Back in November I noted a decision in the disciplinary case against Steven Donziger: the referee who was to decide the sanction Donziger will face had ruled that although Judge Kaplan’s findings of fact had had preclusive effect with respect to the question whether Donziger had violated the rules of professional conduct, the findings should not have preclusive effect with respect to the sanction. In other words, Donziger should be entitled to put on evidence to prove that Judge Kaplan’s findings were wrong at the hearing to be held on his sanction.
I opined that the referee’s decision was wrong, and I noted that the Grievance Committee had objected to it. While I don’t have a copy of the decision, I am told that the First Department, in a summary order, has reversed the referee. Thus the facts that Judge Kaplan found are the facts, or as I called them in a August 2018 post, the “facts′.” They may or may not be true, but they have been finally determined by a court.

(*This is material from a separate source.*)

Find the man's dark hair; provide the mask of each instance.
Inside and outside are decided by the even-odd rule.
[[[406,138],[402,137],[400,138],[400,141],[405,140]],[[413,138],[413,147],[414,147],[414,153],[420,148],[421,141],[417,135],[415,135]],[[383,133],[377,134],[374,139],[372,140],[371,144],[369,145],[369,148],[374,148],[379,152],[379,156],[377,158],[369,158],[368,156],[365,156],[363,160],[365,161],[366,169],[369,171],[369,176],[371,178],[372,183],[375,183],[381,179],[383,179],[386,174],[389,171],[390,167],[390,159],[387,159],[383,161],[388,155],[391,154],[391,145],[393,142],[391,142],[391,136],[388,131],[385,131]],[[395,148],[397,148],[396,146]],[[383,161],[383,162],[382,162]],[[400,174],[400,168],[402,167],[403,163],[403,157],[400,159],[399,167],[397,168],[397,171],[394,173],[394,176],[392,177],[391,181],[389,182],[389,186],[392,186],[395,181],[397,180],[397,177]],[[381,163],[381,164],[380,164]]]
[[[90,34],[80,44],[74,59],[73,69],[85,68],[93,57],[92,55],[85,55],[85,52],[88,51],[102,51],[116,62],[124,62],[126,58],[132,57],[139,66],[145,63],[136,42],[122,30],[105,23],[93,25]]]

Thus at the upcoming sanctions hearing, the referee will have to decide the sanction based on the facts′ as they were found. There may, I think, be an appeal to the Court of Appeals, so it’s not over yet.
I am sympathetic to Donziger here, because as I have often said, at least some of Judge Kaplan’s findings may well have been wrong, and perhaps the Grievance Committee should have waited for the conclusion of the Canadian proceedings and other related proceedings before acting. But I think the law here is clear and the rationale for the law is powerful, particularly since Donziger did not appeal from the findings of fact and never sought to have Judge Kaplan’s judgment set aside.
Update: An intrepid reader has found the decision, which reads as follows:
January 17, 2019
In the Matter of Steven R. Donziger, a suspended attorney:
The motion is granted to the extent of declaring that the Referee may not reexamine this Court’s determination, based on the doctrine of collateral estoppel, that respondent committed professional misconduct (M-5635) and that the post-suspension hearing is limited to whether the professional misconduct respondent committed warranted his interim suspension pursuant to 22 NYCRR 1240.9(a). No opinion. All concur.
Before: Sweeney, J.P., Renwick, Richter, Manzanet-Daniels, Kahn, JJ.